Israel released Adnan on 17 April after a 66-day hunger strike against what he said was mistreatment by Israeli authorities during interrogations.
“I’d like to thank Egypt for the efforts it made to get me released,” state-run news agency MENA quoted Adnan as saying in a press conference at the Palestinian Information Ministry in Ramallah Tuesday.
“I’d also like to thank Palestinian President Mahmoud Abbas, who always supports Palestinian prisoners,” he added.
Adnan said Yasser Othman, Egypt’s ambassador to the Palestinian Authority, congratulated him after his release and expressed Egypt’s support for his case, as well as those of all Palestinian prisoners held in Israeli prisons.
He also praised other Palestinian prisoners who have been on hunger strike for eight days to demand better prison conditions, the ability for their families to visit them and no strip searches for family members during the visits, the website of the Palestinian daily Alquds reported.
Adnan said the planning of such strikes is not a new idea and that they have been carried out several times, the last of which was in 2004.
Adnan was referring to the mass hunger strike conducted by about 1,600 Palestinian prisoners in August 2004 to protest the bad conditions in Israeli jails.

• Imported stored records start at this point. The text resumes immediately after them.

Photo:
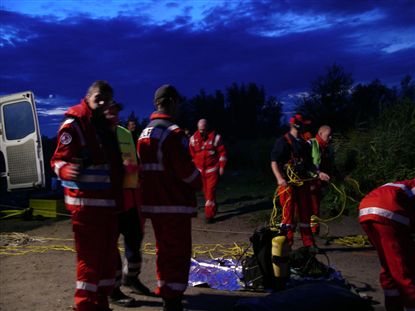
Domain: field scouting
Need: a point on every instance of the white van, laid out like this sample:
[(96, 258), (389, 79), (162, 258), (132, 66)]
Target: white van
[(21, 156)]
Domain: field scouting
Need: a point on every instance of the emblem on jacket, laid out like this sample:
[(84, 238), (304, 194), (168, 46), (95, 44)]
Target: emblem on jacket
[(66, 138)]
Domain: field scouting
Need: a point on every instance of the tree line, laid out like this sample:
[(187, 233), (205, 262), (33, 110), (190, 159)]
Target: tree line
[(374, 124)]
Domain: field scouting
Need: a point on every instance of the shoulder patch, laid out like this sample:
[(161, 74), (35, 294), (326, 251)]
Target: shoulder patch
[(65, 138)]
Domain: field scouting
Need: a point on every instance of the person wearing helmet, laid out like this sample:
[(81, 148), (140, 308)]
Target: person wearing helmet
[(293, 168), (387, 215), (169, 185)]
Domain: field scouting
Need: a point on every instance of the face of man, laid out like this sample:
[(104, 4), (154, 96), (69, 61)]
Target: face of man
[(97, 99), (131, 126), (326, 135), (202, 127)]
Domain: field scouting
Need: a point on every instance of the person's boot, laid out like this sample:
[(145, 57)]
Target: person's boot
[(136, 286), (173, 304), (118, 298)]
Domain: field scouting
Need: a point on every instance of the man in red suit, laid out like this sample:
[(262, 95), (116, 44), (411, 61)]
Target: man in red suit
[(169, 185), (387, 214), (209, 155), (88, 162)]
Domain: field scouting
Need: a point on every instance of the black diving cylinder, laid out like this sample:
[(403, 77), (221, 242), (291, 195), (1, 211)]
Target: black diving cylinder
[(280, 260)]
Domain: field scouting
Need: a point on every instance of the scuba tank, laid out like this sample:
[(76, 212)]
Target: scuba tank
[(280, 255)]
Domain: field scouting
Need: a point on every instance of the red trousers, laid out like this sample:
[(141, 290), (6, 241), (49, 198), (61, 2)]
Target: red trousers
[(96, 233), (296, 200), (210, 181), (173, 234), (396, 252)]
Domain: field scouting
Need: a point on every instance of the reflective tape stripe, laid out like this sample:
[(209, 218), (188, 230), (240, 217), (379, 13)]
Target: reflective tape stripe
[(88, 201), (217, 139), (58, 166), (161, 135), (106, 282), (156, 133), (191, 177), (134, 265), (210, 170), (85, 185), (173, 286), (409, 192), (177, 286), (94, 178), (168, 209), (86, 286), (152, 167), (384, 213), (391, 292), (210, 203)]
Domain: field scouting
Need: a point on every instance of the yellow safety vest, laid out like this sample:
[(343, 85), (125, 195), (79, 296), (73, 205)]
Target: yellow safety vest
[(129, 155)]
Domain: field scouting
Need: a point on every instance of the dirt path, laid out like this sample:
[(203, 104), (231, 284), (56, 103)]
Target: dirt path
[(45, 281)]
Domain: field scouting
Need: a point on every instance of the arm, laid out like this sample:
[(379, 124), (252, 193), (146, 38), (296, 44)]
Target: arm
[(277, 155), (278, 176), (64, 161), (220, 148), (179, 158)]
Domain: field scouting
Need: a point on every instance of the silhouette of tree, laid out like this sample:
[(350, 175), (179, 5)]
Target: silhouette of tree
[(329, 98)]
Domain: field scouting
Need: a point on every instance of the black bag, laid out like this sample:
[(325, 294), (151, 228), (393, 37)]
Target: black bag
[(252, 275), (262, 243)]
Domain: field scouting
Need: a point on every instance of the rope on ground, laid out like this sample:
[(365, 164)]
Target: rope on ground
[(296, 181), (14, 244), (353, 241)]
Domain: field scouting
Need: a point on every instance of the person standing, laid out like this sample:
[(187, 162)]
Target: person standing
[(88, 162), (291, 155), (323, 160), (132, 127), (169, 185), (387, 215), (209, 155), (129, 220)]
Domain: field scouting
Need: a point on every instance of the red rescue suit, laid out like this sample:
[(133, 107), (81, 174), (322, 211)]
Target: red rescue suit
[(208, 155), (387, 214), (169, 183), (323, 162), (295, 199), (91, 199)]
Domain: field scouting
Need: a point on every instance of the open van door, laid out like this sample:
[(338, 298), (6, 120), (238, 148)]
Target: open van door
[(21, 158)]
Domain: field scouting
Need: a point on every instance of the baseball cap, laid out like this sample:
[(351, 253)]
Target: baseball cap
[(166, 91)]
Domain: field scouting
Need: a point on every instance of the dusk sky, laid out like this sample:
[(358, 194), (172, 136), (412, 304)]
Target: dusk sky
[(58, 48)]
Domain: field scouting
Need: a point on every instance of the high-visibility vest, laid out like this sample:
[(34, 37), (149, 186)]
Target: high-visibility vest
[(129, 155)]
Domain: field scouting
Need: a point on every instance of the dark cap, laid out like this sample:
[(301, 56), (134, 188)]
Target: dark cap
[(299, 119), (166, 91)]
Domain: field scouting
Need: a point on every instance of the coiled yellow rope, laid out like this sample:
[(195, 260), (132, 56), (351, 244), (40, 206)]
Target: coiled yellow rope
[(17, 244)]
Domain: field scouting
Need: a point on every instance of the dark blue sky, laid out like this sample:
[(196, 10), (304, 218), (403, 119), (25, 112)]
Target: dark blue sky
[(57, 48)]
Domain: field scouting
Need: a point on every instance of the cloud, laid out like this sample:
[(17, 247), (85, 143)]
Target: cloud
[(280, 46)]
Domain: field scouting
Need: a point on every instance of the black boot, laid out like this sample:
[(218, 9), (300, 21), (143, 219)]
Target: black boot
[(173, 304)]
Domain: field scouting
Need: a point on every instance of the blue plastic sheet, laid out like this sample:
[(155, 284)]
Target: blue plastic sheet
[(221, 274)]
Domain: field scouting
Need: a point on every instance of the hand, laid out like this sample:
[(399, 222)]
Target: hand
[(282, 182), (221, 171), (72, 171), (323, 176)]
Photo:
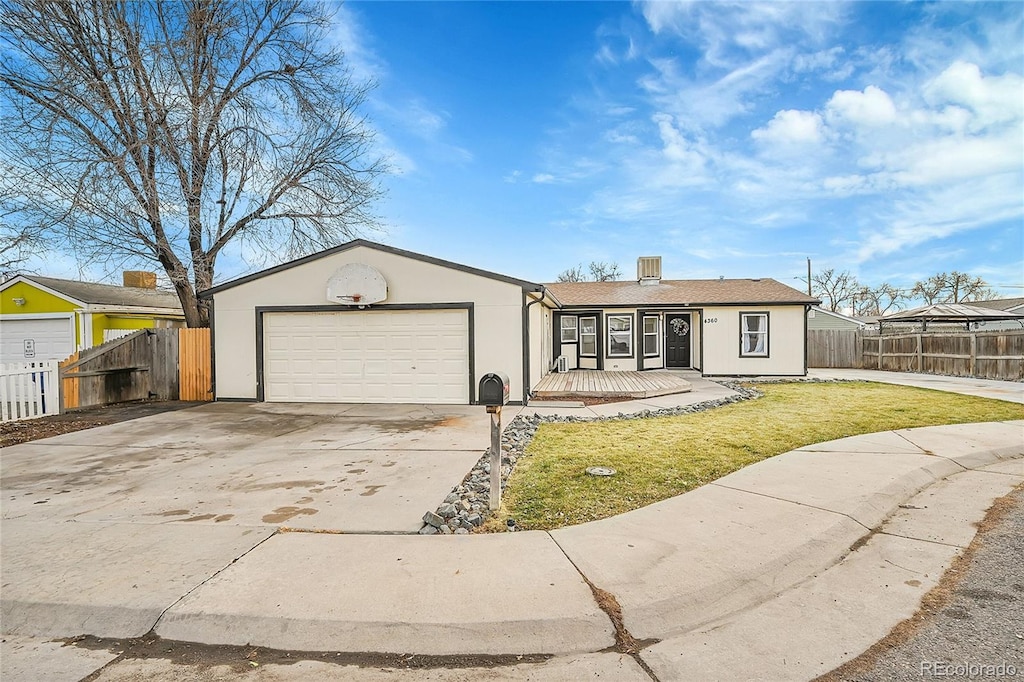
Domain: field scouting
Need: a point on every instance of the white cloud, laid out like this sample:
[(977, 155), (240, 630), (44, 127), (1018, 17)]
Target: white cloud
[(729, 33), (943, 211), (993, 99), (870, 108), (792, 127)]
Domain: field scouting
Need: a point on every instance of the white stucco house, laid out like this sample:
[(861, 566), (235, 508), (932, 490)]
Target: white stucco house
[(367, 323)]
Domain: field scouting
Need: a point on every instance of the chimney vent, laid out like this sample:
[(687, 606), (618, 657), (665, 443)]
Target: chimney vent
[(649, 269), (139, 279)]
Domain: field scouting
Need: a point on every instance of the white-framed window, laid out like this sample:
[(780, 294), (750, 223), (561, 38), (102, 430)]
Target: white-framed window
[(650, 336), (754, 334), (620, 336), (588, 337), (569, 329)]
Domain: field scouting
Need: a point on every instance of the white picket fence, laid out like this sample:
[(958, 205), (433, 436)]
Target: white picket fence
[(29, 390)]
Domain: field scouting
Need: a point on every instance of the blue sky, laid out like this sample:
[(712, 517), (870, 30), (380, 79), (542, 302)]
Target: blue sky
[(732, 139)]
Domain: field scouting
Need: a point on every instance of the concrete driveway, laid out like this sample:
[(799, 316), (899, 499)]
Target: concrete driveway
[(312, 467)]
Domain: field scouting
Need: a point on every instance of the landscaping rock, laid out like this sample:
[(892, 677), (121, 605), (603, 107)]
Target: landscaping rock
[(465, 507), (432, 519)]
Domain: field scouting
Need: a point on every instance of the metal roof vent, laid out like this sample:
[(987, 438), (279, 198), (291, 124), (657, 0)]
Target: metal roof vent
[(649, 269)]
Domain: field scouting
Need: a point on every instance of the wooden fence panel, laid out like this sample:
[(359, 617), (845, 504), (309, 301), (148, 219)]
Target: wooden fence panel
[(115, 372), (69, 383), (195, 365), (997, 354), (163, 349), (834, 348)]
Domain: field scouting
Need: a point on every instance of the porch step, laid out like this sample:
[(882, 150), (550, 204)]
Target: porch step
[(596, 383)]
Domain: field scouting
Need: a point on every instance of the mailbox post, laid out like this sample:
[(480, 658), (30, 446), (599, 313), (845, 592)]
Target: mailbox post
[(494, 393)]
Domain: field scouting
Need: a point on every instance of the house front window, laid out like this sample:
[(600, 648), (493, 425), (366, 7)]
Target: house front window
[(754, 334), (569, 329), (588, 337), (620, 336), (650, 337)]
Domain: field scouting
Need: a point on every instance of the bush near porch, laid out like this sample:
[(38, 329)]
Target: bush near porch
[(664, 457)]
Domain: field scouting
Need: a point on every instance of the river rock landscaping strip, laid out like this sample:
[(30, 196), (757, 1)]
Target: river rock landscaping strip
[(465, 507)]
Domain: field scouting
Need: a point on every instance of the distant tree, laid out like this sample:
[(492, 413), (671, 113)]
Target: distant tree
[(162, 131), (879, 300), (835, 289), (16, 244), (599, 271), (952, 287), (572, 274)]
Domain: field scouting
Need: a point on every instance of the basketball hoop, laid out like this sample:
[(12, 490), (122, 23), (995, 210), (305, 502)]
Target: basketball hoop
[(356, 284)]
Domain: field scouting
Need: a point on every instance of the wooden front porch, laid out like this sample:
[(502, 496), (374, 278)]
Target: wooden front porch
[(597, 383)]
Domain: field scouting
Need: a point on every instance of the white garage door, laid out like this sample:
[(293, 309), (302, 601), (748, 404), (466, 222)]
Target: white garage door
[(367, 356), (36, 340)]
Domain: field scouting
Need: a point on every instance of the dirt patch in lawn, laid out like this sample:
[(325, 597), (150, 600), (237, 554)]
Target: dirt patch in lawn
[(12, 433)]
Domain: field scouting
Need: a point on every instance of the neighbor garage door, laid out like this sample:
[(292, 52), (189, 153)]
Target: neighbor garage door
[(367, 356), (36, 340)]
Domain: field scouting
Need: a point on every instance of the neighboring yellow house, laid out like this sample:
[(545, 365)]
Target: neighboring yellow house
[(45, 318)]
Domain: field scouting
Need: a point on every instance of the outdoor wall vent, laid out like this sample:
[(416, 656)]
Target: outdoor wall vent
[(649, 269)]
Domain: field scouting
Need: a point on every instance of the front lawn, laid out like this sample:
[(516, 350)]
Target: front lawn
[(663, 457)]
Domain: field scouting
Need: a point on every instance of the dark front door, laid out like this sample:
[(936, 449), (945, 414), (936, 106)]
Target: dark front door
[(677, 340)]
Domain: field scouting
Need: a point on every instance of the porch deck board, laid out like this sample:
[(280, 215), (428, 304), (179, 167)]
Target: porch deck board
[(597, 383)]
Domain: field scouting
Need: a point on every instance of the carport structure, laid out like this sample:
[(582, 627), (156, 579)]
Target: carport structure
[(948, 312)]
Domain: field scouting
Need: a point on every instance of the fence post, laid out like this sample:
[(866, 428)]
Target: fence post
[(972, 368)]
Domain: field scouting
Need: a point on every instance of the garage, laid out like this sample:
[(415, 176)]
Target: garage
[(365, 323), (36, 340), (367, 356)]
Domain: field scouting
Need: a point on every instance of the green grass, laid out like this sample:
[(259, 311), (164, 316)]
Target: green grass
[(659, 458)]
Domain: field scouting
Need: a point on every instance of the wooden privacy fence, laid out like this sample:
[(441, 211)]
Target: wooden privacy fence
[(29, 390), (195, 363), (834, 347), (985, 354), (157, 364), (997, 354)]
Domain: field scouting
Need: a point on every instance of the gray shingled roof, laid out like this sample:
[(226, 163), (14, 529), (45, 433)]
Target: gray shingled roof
[(97, 294), (678, 292)]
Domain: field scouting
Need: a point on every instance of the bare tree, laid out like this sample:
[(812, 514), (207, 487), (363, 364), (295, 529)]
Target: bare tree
[(834, 288), (599, 271), (163, 131), (878, 300), (572, 274), (16, 244), (951, 288)]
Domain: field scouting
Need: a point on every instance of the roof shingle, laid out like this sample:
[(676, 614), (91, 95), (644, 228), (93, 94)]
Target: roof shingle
[(98, 294), (678, 292)]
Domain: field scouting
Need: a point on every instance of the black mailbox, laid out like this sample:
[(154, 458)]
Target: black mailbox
[(494, 389)]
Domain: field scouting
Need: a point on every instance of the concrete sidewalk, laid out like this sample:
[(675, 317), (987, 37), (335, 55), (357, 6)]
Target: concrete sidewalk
[(806, 558), (770, 544)]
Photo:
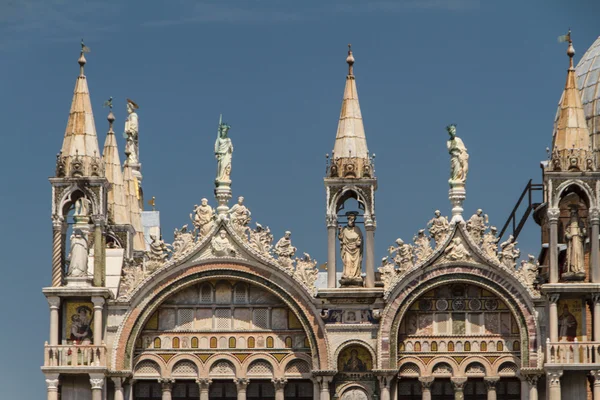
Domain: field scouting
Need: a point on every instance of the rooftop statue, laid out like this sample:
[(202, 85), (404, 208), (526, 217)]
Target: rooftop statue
[(351, 251), (223, 153), (459, 158)]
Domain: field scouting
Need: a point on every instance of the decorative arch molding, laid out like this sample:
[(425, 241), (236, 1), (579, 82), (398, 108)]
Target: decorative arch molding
[(418, 283), (585, 188), (156, 291), (354, 342)]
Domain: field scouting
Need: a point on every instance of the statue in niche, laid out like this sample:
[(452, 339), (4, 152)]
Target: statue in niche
[(351, 251), (459, 158), (240, 216), (221, 246), (456, 251), (422, 246), (476, 225), (261, 239), (490, 243), (306, 271), (285, 251), (509, 252), (575, 234), (78, 255), (404, 255), (131, 132), (529, 270), (223, 153), (203, 218), (438, 227)]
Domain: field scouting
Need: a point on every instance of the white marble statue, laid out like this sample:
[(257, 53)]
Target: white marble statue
[(509, 252), (438, 227), (78, 256), (476, 226), (422, 246), (459, 158), (203, 218), (223, 153), (240, 216), (575, 234), (285, 251), (221, 246), (351, 249), (490, 243)]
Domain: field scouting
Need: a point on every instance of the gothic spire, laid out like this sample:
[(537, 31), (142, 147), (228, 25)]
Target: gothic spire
[(117, 204), (80, 154), (570, 129)]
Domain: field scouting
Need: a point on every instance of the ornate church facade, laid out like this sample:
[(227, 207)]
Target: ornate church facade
[(227, 312)]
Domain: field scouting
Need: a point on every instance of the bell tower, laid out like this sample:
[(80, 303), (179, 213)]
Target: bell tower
[(350, 175)]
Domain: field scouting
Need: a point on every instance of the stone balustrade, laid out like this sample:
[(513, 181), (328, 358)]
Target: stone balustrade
[(74, 355), (572, 352)]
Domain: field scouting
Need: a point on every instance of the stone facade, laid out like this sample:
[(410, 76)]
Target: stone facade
[(227, 312)]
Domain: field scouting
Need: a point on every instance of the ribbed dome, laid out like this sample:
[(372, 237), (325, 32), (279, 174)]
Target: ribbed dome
[(588, 82)]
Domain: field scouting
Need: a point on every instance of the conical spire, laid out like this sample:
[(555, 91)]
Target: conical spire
[(117, 203), (132, 195), (350, 140), (570, 130), (80, 155)]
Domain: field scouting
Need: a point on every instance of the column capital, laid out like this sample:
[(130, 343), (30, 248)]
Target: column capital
[(554, 377), (53, 302), (426, 382)]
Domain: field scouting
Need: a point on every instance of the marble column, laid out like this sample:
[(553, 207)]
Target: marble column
[(459, 386), (279, 385), (54, 303), (553, 378), (166, 385), (596, 316), (52, 382), (553, 317), (595, 246), (490, 384), (553, 215), (370, 254), (242, 385), (595, 384), (97, 383), (426, 383), (204, 386), (331, 251), (98, 321), (119, 392)]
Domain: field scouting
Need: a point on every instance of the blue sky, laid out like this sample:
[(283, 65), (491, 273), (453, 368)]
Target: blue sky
[(276, 70)]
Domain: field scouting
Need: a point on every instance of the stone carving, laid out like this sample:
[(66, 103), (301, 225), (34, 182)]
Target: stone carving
[(456, 251), (78, 256), (490, 243), (158, 253), (459, 158), (575, 234), (261, 239), (509, 252), (223, 153), (182, 242), (240, 217), (306, 271), (404, 255), (422, 246), (203, 218), (438, 227), (529, 271), (221, 246), (285, 251), (351, 251), (476, 226)]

However, Adnan said this month’s mass hunger strike, in which about 1,500 Palestinian prisoners held in Israeli detention began a hunger strike, achieved nothing, meaning the conditions in which Palestinian prisoners are being held by the Israeli authorities didn’t change.
On Monday, an Israeli military court rejected appeals by families of Bilal Diab and Thaer Halahla, two Palestinian prisoners who have been refusing food for 55 days, to be released.
Diab, 27, and Halahla, 34, are being held in an Israeli prsion without charge under a procedure known as administrative detention, which means they can be held for renewable periods of up to six months.
The released prisoner said he considered pushing prisoners to strike an international moral scandal of the Israeli occupation, Alquds quoted him as saying.
“The occupation [Israel] dubs itself as an oasis of democracy,” Adnan said, “while in reality, it’s a dark hole that harms all of the Middle East and the [Palestinian] prisoners in the first place.”